CLAUDE ABE : «L’ÉTERNISATION AU POUVOIR EST CONTRE-PRODUCTIVE»

Le socio-politiste explique la situation qui prévaut au Burundi et les repercussions possibles en Afrique.

Quelle est votre compréhension de la situation actuelle au Burundi ?
La situation burundaise est une situation préoccupante pour tout lemonde qui s’intéresse aux processus de démocratisation en Afrique et surtout aux questions d’alternance. Surtout quand on sait que le Burundi constitue un pays qui avec le Rwanda nous a toujours donné des situations, des contextes de déploiement d’une agressivité à nulle autre pareille surtout sur fond de replis identitaires entre les Hutus et les  Tutsis. On avait cru que l’accord d’Arusha en Tanzanie, avait effectivement résolu le problème.

Mais, que s’est-il donc passé ?
Cet accord là, il faut le dire, n’a pas résolu le problème de l’alternance et du nombre de mandats que chacun pouvait réaliser au pouvoir. La Constitution burundaise arrivée par la suite résolvait la question des deux mandats c’est-à-dire qu’on ne pouvait pas avoir plus de deux mandats à la Présidence.Mais, Nkuruzinza, lui estime avoir fonctionné avec un premier texte qui est l’accord d’Arusha qui n’avait pas une clause de limitation des mandats et que dans ce sens son premier mandat est sous la bannière des accords d’Arusha et que la Constitution lui permettait d’en faire deux autres. Il y a un problème d’insécurité juridique. La mandature présidentielle n’a pas été encadrée juridiquement. Ce vide constitutionnel laisse la possibilité à tous les tripatouillages Ethiquement Nkuruzinza aurait pu se dire qu’il a fait ses deux mandats…

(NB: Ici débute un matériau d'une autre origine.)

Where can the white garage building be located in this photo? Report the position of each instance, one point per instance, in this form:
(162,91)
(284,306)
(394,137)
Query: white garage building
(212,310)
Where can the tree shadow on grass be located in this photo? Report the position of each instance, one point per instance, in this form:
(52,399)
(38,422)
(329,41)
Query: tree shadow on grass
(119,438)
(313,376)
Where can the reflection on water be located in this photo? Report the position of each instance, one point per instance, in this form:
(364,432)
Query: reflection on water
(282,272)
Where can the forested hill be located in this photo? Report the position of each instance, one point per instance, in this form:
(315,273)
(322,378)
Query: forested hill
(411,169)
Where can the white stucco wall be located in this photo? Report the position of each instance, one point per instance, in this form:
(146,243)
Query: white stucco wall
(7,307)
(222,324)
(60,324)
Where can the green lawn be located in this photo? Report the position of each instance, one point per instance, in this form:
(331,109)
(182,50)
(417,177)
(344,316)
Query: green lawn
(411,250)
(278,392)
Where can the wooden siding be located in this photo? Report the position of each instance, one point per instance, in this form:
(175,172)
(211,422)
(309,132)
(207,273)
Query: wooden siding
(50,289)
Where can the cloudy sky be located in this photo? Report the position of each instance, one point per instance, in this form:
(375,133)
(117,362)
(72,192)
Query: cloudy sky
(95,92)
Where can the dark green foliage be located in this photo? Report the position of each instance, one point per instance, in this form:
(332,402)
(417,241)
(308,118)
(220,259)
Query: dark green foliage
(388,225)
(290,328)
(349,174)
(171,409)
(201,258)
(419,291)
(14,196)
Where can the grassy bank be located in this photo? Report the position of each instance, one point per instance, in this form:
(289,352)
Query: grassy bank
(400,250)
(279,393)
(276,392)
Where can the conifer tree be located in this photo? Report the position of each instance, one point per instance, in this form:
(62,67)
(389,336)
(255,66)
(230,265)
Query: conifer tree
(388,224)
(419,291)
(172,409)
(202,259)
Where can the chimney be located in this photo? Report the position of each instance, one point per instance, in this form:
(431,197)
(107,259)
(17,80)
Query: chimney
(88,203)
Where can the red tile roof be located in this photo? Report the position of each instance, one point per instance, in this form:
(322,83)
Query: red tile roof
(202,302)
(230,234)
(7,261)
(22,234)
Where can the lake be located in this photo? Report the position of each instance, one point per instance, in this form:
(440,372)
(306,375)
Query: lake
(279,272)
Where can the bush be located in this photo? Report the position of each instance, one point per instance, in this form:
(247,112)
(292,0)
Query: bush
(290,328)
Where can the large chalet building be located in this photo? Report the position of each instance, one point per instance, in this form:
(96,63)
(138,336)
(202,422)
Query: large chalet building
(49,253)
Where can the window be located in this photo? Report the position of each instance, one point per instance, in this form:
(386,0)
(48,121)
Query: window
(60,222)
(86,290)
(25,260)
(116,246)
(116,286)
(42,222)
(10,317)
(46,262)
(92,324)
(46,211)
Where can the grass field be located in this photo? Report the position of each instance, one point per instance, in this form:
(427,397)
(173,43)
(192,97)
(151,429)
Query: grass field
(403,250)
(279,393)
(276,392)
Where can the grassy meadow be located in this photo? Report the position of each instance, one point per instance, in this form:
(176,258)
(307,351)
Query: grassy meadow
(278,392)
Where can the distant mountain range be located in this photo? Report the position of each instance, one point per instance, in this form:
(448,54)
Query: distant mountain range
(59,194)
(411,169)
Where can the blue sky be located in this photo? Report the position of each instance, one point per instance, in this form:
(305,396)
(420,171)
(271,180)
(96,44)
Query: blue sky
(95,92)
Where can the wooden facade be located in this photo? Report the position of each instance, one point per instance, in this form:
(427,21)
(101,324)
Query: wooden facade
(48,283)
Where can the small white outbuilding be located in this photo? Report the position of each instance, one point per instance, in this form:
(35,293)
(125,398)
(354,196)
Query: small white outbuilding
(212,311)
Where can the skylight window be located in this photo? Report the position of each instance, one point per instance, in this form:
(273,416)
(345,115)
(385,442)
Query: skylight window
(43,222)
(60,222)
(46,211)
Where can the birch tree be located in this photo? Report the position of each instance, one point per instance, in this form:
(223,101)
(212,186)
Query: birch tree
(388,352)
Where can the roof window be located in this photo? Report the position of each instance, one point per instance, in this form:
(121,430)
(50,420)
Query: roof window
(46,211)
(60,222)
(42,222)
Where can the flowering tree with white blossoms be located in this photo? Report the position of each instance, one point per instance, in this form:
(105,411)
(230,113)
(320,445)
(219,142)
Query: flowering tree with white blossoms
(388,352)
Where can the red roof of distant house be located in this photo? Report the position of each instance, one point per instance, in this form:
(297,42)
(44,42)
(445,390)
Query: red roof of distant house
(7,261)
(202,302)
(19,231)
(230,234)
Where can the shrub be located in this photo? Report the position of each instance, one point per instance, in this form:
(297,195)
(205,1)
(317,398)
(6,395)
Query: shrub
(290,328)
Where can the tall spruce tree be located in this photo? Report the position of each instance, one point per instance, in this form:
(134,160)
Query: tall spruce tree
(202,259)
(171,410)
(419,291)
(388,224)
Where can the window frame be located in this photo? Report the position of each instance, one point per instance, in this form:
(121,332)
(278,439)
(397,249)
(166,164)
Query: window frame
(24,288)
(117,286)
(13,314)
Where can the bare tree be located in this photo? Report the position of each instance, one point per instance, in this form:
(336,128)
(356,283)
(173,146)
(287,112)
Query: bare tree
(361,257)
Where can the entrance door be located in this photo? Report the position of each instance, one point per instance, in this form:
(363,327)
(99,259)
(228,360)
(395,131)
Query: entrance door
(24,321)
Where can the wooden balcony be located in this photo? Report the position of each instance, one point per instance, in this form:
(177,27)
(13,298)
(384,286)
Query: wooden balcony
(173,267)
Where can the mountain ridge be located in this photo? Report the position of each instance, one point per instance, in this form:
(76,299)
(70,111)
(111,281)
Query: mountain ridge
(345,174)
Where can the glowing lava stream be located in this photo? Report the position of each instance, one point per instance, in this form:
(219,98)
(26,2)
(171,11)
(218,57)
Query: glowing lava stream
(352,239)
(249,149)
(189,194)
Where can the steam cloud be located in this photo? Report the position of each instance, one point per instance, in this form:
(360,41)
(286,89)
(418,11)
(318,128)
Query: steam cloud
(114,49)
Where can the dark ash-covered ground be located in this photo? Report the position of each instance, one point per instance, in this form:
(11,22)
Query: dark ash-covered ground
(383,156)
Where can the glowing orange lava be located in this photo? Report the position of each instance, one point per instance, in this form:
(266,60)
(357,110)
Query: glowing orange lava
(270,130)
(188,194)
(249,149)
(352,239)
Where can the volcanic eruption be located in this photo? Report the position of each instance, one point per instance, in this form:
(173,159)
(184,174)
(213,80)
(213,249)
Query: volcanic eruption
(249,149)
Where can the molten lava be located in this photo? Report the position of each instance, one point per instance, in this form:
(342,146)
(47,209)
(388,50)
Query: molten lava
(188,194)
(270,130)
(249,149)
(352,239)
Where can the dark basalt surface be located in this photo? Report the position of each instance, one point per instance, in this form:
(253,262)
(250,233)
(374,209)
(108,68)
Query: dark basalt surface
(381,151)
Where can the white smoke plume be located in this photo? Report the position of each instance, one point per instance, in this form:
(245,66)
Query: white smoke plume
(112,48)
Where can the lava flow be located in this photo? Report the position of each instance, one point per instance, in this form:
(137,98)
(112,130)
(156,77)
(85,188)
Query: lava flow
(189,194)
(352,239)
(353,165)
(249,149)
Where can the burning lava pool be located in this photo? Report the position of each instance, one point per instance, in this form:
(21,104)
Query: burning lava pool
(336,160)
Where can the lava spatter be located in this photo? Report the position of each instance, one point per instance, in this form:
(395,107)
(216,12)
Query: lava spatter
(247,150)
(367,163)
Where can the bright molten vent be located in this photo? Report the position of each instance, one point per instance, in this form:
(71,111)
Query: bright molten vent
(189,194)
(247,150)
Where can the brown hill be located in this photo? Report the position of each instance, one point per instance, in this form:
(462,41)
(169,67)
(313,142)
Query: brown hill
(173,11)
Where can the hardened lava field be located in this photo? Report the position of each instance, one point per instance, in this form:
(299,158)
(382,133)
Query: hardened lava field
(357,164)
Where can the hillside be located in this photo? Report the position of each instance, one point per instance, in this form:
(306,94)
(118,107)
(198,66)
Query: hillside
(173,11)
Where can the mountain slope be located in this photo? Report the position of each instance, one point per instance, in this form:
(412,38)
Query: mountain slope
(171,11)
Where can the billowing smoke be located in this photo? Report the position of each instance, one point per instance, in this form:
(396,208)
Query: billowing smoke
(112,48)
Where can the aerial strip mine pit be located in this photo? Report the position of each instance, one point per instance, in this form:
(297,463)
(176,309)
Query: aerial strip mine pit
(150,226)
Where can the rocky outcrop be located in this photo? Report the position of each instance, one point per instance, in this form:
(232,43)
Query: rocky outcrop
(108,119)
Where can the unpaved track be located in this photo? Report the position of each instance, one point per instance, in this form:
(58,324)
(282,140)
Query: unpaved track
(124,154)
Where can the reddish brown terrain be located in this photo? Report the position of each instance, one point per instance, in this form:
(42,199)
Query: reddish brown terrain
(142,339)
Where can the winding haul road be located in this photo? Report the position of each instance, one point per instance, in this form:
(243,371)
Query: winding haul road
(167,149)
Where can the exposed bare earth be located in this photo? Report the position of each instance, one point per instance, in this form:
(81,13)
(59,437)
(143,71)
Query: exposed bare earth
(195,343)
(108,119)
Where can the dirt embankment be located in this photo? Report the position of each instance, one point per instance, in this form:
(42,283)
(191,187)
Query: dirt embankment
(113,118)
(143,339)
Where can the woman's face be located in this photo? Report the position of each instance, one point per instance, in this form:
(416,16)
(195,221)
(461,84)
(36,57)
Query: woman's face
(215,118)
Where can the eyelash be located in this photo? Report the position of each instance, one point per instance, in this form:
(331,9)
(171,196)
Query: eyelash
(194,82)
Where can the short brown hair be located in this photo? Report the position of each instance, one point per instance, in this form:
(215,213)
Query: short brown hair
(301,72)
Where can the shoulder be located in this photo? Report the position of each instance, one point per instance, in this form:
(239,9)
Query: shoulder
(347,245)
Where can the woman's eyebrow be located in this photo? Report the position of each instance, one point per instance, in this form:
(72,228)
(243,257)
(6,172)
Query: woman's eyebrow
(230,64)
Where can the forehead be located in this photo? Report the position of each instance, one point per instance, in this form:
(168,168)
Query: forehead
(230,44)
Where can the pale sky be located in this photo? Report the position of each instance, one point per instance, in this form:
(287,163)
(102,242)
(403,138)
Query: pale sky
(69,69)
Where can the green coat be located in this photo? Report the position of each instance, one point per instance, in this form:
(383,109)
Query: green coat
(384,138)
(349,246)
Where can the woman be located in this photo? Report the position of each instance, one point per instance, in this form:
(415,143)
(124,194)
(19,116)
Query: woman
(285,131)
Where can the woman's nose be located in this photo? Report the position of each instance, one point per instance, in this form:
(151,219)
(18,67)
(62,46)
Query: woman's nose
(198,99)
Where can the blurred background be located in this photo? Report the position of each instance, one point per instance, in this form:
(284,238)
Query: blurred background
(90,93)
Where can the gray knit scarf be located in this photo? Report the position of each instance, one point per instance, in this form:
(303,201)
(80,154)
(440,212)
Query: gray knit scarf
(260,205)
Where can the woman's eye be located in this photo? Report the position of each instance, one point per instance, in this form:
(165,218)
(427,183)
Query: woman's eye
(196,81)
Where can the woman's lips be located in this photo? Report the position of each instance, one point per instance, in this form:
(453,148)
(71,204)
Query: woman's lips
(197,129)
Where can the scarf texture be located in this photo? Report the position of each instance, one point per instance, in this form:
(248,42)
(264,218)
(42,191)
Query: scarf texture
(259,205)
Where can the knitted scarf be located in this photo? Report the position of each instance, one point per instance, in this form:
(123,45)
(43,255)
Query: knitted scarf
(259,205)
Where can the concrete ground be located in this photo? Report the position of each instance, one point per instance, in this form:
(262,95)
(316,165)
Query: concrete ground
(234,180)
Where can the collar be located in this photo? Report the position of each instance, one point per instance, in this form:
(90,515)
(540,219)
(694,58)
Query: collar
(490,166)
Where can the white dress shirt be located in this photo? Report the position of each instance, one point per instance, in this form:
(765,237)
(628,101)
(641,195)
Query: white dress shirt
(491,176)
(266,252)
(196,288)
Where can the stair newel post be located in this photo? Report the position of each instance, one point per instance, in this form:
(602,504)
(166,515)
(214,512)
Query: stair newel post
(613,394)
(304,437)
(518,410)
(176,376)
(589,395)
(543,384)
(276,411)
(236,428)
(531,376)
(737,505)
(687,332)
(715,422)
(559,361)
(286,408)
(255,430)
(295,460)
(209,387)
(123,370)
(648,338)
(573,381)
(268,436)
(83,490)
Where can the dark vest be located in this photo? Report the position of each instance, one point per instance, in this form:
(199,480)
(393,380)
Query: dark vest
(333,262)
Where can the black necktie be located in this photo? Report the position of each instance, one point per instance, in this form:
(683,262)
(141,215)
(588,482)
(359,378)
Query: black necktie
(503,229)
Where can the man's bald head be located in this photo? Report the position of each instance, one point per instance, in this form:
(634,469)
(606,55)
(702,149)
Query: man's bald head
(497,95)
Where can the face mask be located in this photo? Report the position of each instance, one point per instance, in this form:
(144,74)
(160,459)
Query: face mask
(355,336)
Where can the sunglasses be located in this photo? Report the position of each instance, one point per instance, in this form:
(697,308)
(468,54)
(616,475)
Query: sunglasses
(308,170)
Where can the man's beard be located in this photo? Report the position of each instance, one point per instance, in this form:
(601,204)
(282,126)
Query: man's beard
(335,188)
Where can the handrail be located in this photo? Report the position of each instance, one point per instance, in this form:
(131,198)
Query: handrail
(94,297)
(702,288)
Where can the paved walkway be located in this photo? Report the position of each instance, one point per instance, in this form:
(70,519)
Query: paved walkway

On remarque une espèce de contagion de ces résistances en Afrique à des dirigeants qui veulent se pérenniser au pouvoir…
Il me semble que les populations africaines aujourd’hui, ne se satisfont plus de l’éternisation d’un certain nombre d’individus au pouvoir.0n s’est bien rendu compte que leur éternisation au pouvoir est contre-productive pour le développement du pays dans la mesure où, au bout d’un certain temps les individus n’ont plus véritablement d’ambitions et de projets pour le pays.

Est-ce un phénomène spontané ou une tendance durable ?
C’est loin d’être un phénomène spontané. Quand les libéralisations politiques des années 90 sont arrivées, on a dit que c’était un problème de contagion des vents d’Est. Aujourd’hui certains analystes estiment que ce sont les occidentaux qui sont derrière lesmouvements des populations qui disent non aux projets d’éternité d’un certain nombre de chefs d’Etat. Au même moment nous disons, les Africains sont suffisamment matures pour se rendre compte du côté où se trouve leur intérêt, à mon sens, ceci annonce un élément : C’est le retour du positionnement du peuple, au centre du jeu politique dans les sociétés africaines. Ce retour du peuple est irréversible. Les dictateurs de tous bords devront désormais compter avec cette réactivité du peuple à pouvoir conserver et gérer sa souveraineté.

Y a t-il des indicateurs selon les quels une pareille situation pourrait arriver au Cameroun ?
C’est déjà arrivé au Cameroun. En février 2008, le peuple camerounais a exprimé sa lassitude face à un pouvoir qui s’éternise et qui ne répond plus ou ne répondait plus à aucun contrat à caractère juridique et constitutionnel. Ce n’est peut être pas allé jusqu’au bout,mais, je pense que les Camerounais sont à l’affût en se disant c’est la seconde occasion pour opérer la libéralisation politique au Cameroun. Et à ce titre là, ceux qui, ont des projets d’éternité dans ce sens là ou des projets de continuité du régime Rdpc risquent d’avoir le peuple camerounais en face.